High-dose cyclophosphamide (Cy) has been promoted as curative
therapy for severe aplastic anemia (SAA). However, our randomized trial
comparing antithymocyte globulin (ATG) and Cy was terminated early
because of excess morbidity/early mortality in the Cy arm. We now
report analysis of secondary endpoints at a median of 38 months.
Relapse occurred in 6 (46%) of 13 responders in the ATG arm versus 2 (25%) of 8 in the Cy arm (P = .38). Five (31%) of 16 patients in the ATG arm and 4 (27%) of 15 patients in the Cy arm had
evidence of paroxysmal nocturnal hemoglobinuria (PNH) at
diagnosis, with no substantial change in the overall percentage of glycophosphatidyl inositol (GPI)-anchored protein-deficient neutrophils over extended follow-up in individual patients in either
arm. Bone marrow cytogenetic abnormalities have been observed among
surviving patients in both arms (2 of 14 ATG versus 1 of 12 Cy,
P = .70). High-dose Cy does not prevent relapse or clonal evolution in SAA.
(Blood. 2002;100:4668-4670) Immunosuppression with antithymocyte globulin (ATG)
and cyclosporine (CSA) results in long-term survival in patients with severe aplastic anemia (SAA), comparable to that achieved by allogeneic bone marrow transplantation from a histocompatible sibling
donor,1 yet problems, including incomplete hematologic
recovery, relapse, and the appearance of clonal hematopoietic
disorders, complicate long-term management.2 High-dose
cyclophosphamide has been proposed as an alternative immunosuppressive
agent for the treatment of aplastic anemia, based on encouraging
results in 2 uncontrolled trials3,4: in contrast to the
experience with antithymocyte globulin (ATG)-based treatments, neither
relapse nor clonal disease were reported. We initiated a phase III
randomized trial to compare response rates to immunosuppression with
either ATG or high-dose cyclophosphamide (Cy), both combined with CSA.

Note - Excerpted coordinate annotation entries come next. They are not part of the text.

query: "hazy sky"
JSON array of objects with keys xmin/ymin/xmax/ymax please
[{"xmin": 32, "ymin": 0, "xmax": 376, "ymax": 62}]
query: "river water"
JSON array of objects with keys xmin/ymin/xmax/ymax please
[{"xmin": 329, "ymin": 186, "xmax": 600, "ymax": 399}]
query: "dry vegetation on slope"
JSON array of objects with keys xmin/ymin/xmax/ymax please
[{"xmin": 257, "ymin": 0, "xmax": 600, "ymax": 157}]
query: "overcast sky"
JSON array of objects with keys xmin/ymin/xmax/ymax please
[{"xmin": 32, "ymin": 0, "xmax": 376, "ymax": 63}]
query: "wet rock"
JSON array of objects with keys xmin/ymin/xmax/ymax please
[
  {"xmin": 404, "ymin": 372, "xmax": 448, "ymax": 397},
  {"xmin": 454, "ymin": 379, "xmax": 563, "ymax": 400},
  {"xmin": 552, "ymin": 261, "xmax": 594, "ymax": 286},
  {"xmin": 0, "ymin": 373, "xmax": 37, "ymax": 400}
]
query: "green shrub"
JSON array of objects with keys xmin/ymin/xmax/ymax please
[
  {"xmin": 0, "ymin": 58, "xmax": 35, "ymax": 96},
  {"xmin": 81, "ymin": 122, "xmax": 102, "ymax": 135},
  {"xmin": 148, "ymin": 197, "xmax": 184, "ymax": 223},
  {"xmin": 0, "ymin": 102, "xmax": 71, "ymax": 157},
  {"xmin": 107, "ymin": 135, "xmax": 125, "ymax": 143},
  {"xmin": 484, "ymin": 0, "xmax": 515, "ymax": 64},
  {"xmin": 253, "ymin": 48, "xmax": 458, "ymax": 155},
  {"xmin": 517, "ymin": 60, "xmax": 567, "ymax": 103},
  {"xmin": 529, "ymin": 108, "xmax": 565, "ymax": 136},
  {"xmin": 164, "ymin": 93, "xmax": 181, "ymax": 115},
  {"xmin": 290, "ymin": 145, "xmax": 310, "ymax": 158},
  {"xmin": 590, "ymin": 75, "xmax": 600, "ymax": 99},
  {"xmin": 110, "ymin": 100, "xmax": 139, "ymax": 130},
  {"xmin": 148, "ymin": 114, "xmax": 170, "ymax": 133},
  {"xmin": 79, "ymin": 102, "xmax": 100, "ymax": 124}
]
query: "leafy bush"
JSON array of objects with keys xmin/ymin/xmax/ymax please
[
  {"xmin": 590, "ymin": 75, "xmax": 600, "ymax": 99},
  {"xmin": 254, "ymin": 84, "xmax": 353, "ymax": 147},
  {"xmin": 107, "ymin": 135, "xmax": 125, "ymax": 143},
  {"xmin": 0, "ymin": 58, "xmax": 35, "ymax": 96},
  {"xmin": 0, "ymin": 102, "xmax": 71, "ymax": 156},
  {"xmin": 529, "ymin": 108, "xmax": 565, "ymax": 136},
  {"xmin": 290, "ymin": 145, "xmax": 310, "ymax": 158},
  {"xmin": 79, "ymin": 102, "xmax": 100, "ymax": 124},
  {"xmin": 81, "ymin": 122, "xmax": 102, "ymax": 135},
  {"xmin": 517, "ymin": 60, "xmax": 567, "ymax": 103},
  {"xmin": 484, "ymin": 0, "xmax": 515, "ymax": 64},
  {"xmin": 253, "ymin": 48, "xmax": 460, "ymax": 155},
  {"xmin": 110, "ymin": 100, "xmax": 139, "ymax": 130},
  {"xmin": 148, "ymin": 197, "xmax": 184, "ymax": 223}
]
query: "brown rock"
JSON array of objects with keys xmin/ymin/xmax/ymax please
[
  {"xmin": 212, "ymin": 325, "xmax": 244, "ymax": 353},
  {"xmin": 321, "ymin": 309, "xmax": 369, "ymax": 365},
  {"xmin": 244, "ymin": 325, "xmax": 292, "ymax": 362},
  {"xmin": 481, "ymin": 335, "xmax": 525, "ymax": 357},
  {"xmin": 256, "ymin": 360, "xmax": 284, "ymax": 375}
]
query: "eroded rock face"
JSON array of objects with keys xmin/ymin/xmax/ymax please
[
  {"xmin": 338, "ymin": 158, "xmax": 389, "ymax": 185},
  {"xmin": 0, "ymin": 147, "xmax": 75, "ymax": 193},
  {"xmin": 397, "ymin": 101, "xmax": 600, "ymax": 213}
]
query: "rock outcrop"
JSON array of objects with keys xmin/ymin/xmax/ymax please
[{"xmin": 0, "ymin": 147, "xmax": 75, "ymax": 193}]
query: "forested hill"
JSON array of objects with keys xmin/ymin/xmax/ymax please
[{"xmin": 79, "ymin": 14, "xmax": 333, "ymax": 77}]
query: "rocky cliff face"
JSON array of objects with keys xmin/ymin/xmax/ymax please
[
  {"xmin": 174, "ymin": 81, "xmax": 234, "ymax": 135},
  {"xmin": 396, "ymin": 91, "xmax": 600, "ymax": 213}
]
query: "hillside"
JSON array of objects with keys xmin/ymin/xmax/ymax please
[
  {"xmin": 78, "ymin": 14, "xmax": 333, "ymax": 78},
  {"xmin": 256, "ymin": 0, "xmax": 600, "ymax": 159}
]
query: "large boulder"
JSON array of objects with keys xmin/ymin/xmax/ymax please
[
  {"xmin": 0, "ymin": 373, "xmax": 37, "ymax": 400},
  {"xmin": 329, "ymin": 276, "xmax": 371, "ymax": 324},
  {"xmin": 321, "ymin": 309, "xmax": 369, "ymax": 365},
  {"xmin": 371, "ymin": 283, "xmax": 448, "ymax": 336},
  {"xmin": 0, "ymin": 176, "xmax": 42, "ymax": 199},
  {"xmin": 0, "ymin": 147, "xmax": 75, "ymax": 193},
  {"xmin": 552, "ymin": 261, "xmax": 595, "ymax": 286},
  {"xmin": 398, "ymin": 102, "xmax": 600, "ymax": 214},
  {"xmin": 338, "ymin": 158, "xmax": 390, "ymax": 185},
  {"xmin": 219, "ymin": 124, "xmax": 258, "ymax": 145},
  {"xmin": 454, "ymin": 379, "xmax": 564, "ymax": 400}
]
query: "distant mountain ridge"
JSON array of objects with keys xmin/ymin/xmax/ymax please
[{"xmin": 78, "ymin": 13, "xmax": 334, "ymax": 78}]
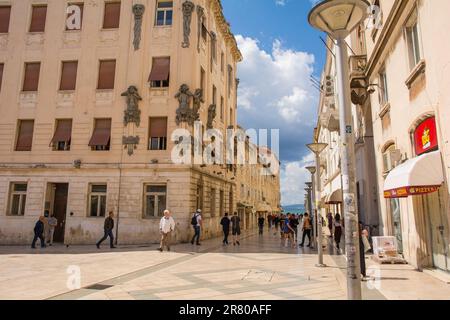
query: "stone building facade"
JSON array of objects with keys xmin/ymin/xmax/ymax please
[{"xmin": 0, "ymin": 0, "xmax": 280, "ymax": 244}]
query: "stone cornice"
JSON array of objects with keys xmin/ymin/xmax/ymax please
[{"xmin": 210, "ymin": 0, "xmax": 242, "ymax": 62}]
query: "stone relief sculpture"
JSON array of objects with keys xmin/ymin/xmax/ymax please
[
  {"xmin": 181, "ymin": 0, "xmax": 195, "ymax": 48},
  {"xmin": 206, "ymin": 104, "xmax": 217, "ymax": 129},
  {"xmin": 197, "ymin": 6, "xmax": 205, "ymax": 52},
  {"xmin": 122, "ymin": 86, "xmax": 142, "ymax": 127},
  {"xmin": 133, "ymin": 4, "xmax": 145, "ymax": 50},
  {"xmin": 175, "ymin": 84, "xmax": 203, "ymax": 126},
  {"xmin": 122, "ymin": 136, "xmax": 140, "ymax": 156}
]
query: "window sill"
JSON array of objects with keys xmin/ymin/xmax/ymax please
[
  {"xmin": 378, "ymin": 102, "xmax": 391, "ymax": 118},
  {"xmin": 405, "ymin": 59, "xmax": 427, "ymax": 89}
]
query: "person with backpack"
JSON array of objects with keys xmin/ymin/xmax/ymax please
[
  {"xmin": 191, "ymin": 209, "xmax": 202, "ymax": 246},
  {"xmin": 220, "ymin": 212, "xmax": 231, "ymax": 246}
]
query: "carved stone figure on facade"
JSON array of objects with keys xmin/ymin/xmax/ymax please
[
  {"xmin": 133, "ymin": 4, "xmax": 145, "ymax": 50},
  {"xmin": 182, "ymin": 1, "xmax": 195, "ymax": 48},
  {"xmin": 197, "ymin": 6, "xmax": 205, "ymax": 52},
  {"xmin": 206, "ymin": 104, "xmax": 217, "ymax": 129},
  {"xmin": 122, "ymin": 86, "xmax": 142, "ymax": 127}
]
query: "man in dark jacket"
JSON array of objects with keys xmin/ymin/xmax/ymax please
[
  {"xmin": 31, "ymin": 216, "xmax": 45, "ymax": 249},
  {"xmin": 220, "ymin": 213, "xmax": 231, "ymax": 246},
  {"xmin": 97, "ymin": 211, "xmax": 115, "ymax": 249}
]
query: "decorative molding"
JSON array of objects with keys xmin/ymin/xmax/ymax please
[
  {"xmin": 175, "ymin": 84, "xmax": 204, "ymax": 126},
  {"xmin": 121, "ymin": 86, "xmax": 142, "ymax": 127},
  {"xmin": 122, "ymin": 136, "xmax": 140, "ymax": 156},
  {"xmin": 133, "ymin": 4, "xmax": 145, "ymax": 50},
  {"xmin": 181, "ymin": 0, "xmax": 195, "ymax": 48}
]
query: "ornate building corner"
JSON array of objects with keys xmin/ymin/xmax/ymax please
[
  {"xmin": 122, "ymin": 136, "xmax": 140, "ymax": 156},
  {"xmin": 181, "ymin": 0, "xmax": 195, "ymax": 48},
  {"xmin": 206, "ymin": 104, "xmax": 217, "ymax": 129},
  {"xmin": 133, "ymin": 4, "xmax": 145, "ymax": 50},
  {"xmin": 175, "ymin": 84, "xmax": 203, "ymax": 126},
  {"xmin": 122, "ymin": 86, "xmax": 142, "ymax": 127},
  {"xmin": 197, "ymin": 6, "xmax": 205, "ymax": 52}
]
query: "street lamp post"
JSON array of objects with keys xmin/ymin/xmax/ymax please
[
  {"xmin": 307, "ymin": 143, "xmax": 328, "ymax": 267},
  {"xmin": 308, "ymin": 0, "xmax": 370, "ymax": 300}
]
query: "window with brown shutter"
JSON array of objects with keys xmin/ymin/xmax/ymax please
[
  {"xmin": 30, "ymin": 5, "xmax": 47, "ymax": 32},
  {"xmin": 148, "ymin": 117, "xmax": 167, "ymax": 150},
  {"xmin": 148, "ymin": 57, "xmax": 170, "ymax": 88},
  {"xmin": 97, "ymin": 60, "xmax": 116, "ymax": 89},
  {"xmin": 103, "ymin": 2, "xmax": 120, "ymax": 29},
  {"xmin": 16, "ymin": 120, "xmax": 34, "ymax": 151},
  {"xmin": 59, "ymin": 61, "xmax": 78, "ymax": 91},
  {"xmin": 66, "ymin": 3, "xmax": 84, "ymax": 30},
  {"xmin": 50, "ymin": 119, "xmax": 72, "ymax": 151},
  {"xmin": 23, "ymin": 62, "xmax": 41, "ymax": 91},
  {"xmin": 89, "ymin": 119, "xmax": 111, "ymax": 151},
  {"xmin": 0, "ymin": 63, "xmax": 4, "ymax": 91},
  {"xmin": 0, "ymin": 6, "xmax": 11, "ymax": 33}
]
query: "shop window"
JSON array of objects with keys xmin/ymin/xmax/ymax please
[
  {"xmin": 144, "ymin": 185, "xmax": 167, "ymax": 218},
  {"xmin": 89, "ymin": 184, "xmax": 108, "ymax": 217},
  {"xmin": 8, "ymin": 183, "xmax": 28, "ymax": 216},
  {"xmin": 156, "ymin": 0, "xmax": 173, "ymax": 26}
]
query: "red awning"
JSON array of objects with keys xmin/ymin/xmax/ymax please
[{"xmin": 148, "ymin": 58, "xmax": 170, "ymax": 81}]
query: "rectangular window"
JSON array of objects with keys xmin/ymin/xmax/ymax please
[
  {"xmin": 0, "ymin": 63, "xmax": 5, "ymax": 91},
  {"xmin": 89, "ymin": 119, "xmax": 111, "ymax": 151},
  {"xmin": 380, "ymin": 70, "xmax": 389, "ymax": 106},
  {"xmin": 406, "ymin": 9, "xmax": 422, "ymax": 70},
  {"xmin": 220, "ymin": 97, "xmax": 225, "ymax": 122},
  {"xmin": 219, "ymin": 190, "xmax": 225, "ymax": 217},
  {"xmin": 155, "ymin": 0, "xmax": 173, "ymax": 26},
  {"xmin": 89, "ymin": 184, "xmax": 108, "ymax": 217},
  {"xmin": 195, "ymin": 185, "xmax": 203, "ymax": 210},
  {"xmin": 0, "ymin": 6, "xmax": 11, "ymax": 33},
  {"xmin": 103, "ymin": 2, "xmax": 120, "ymax": 29},
  {"xmin": 8, "ymin": 183, "xmax": 28, "ymax": 216},
  {"xmin": 30, "ymin": 5, "xmax": 47, "ymax": 32},
  {"xmin": 15, "ymin": 120, "xmax": 34, "ymax": 151},
  {"xmin": 51, "ymin": 119, "xmax": 72, "ymax": 151},
  {"xmin": 59, "ymin": 61, "xmax": 78, "ymax": 91},
  {"xmin": 22, "ymin": 62, "xmax": 41, "ymax": 91},
  {"xmin": 66, "ymin": 3, "xmax": 84, "ymax": 30},
  {"xmin": 148, "ymin": 57, "xmax": 170, "ymax": 88},
  {"xmin": 144, "ymin": 185, "xmax": 167, "ymax": 218},
  {"xmin": 148, "ymin": 118, "xmax": 167, "ymax": 150},
  {"xmin": 209, "ymin": 188, "xmax": 216, "ymax": 217},
  {"xmin": 97, "ymin": 60, "xmax": 116, "ymax": 90}
]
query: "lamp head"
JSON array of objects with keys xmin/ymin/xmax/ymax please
[{"xmin": 308, "ymin": 0, "xmax": 370, "ymax": 39}]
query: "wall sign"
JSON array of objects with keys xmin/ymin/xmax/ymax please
[{"xmin": 414, "ymin": 117, "xmax": 439, "ymax": 156}]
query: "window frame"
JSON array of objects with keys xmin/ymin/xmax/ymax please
[
  {"xmin": 142, "ymin": 183, "xmax": 168, "ymax": 219},
  {"xmin": 87, "ymin": 183, "xmax": 108, "ymax": 218},
  {"xmin": 6, "ymin": 182, "xmax": 28, "ymax": 217}
]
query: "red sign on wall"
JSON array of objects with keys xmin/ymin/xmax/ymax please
[{"xmin": 414, "ymin": 117, "xmax": 438, "ymax": 156}]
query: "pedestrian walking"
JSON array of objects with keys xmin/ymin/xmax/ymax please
[
  {"xmin": 191, "ymin": 209, "xmax": 202, "ymax": 246},
  {"xmin": 334, "ymin": 213, "xmax": 342, "ymax": 250},
  {"xmin": 45, "ymin": 215, "xmax": 58, "ymax": 246},
  {"xmin": 258, "ymin": 215, "xmax": 266, "ymax": 236},
  {"xmin": 96, "ymin": 211, "xmax": 116, "ymax": 249},
  {"xmin": 31, "ymin": 216, "xmax": 45, "ymax": 249},
  {"xmin": 158, "ymin": 210, "xmax": 175, "ymax": 252},
  {"xmin": 300, "ymin": 213, "xmax": 312, "ymax": 248},
  {"xmin": 231, "ymin": 212, "xmax": 241, "ymax": 246},
  {"xmin": 220, "ymin": 212, "xmax": 231, "ymax": 246}
]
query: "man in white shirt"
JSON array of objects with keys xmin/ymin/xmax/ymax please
[{"xmin": 158, "ymin": 210, "xmax": 175, "ymax": 252}]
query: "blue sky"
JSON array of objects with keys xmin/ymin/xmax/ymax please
[{"xmin": 222, "ymin": 0, "xmax": 326, "ymax": 205}]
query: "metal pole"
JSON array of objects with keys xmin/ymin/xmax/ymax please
[
  {"xmin": 336, "ymin": 38, "xmax": 361, "ymax": 300},
  {"xmin": 316, "ymin": 153, "xmax": 325, "ymax": 267}
]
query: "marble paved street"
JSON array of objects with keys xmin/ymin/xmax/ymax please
[{"xmin": 0, "ymin": 229, "xmax": 450, "ymax": 300}]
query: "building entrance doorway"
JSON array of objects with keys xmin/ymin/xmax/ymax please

Secondary endpoints included relapse and clonal evolution. Although
primary response rates were not significantly different at 6 months,
our trial was terminated early because of excess morbidity and early
mortality in the Cy arm.5 We now report analysis of
secondary endpoints after extended follow-up at a median of 38 months.
The protocol was approved by the Institutional Scientific Review
Committee and the Institutional Review Board of the National Heart,
Lung, and Blood Institute, and all patients gave written informed
consent. A sample size of 91 patients per treatment arm was planned to
allow comparison of the response proportions conducted at the 0.05 significance level, but the trial was terminated after accrual of only
31 patients.5 Secondary endpoints included relapse, the appearance of clonal hematologic disorders, and overall and event-free survival. All endpoints were assessed at scheduled follow-up visits at 6 months, 12 months, and yearly thereafter. Patients were considered responders if they experienced an improvement in blood counts sufficient to no longer meet criteria for severe disease, criteria that correlate with eventual transfusion
independence.6 To better assess the quality of hematologic
recovery, response was further classified with ordered, mutually
exclusive criteria as partial response with transfusion dependence
(PRd), partial response with transfusion independence (PRi), and
complete response (CR; normal or near normal blood
counts).5 Patients meeting criteria for sustained response
of more than 3 months who subsequently experienced a fall in counts
sufficient to require reinstitution of immunosuppressive drugs were
considered to have relapsed. Peripheral blood samples were analyzed by
flow cytometry for the presence of glycophosphatidyl inositol
(GPI)-anchored protein-deficient granulocytes at presentation and at
each scheduled follow-up; detection at 1.0% or greater on 2 or more
evaluations was considered evidence for expansion of a clonal
population of paroxysmal nocturnal hemoglobinuria cells (PNH).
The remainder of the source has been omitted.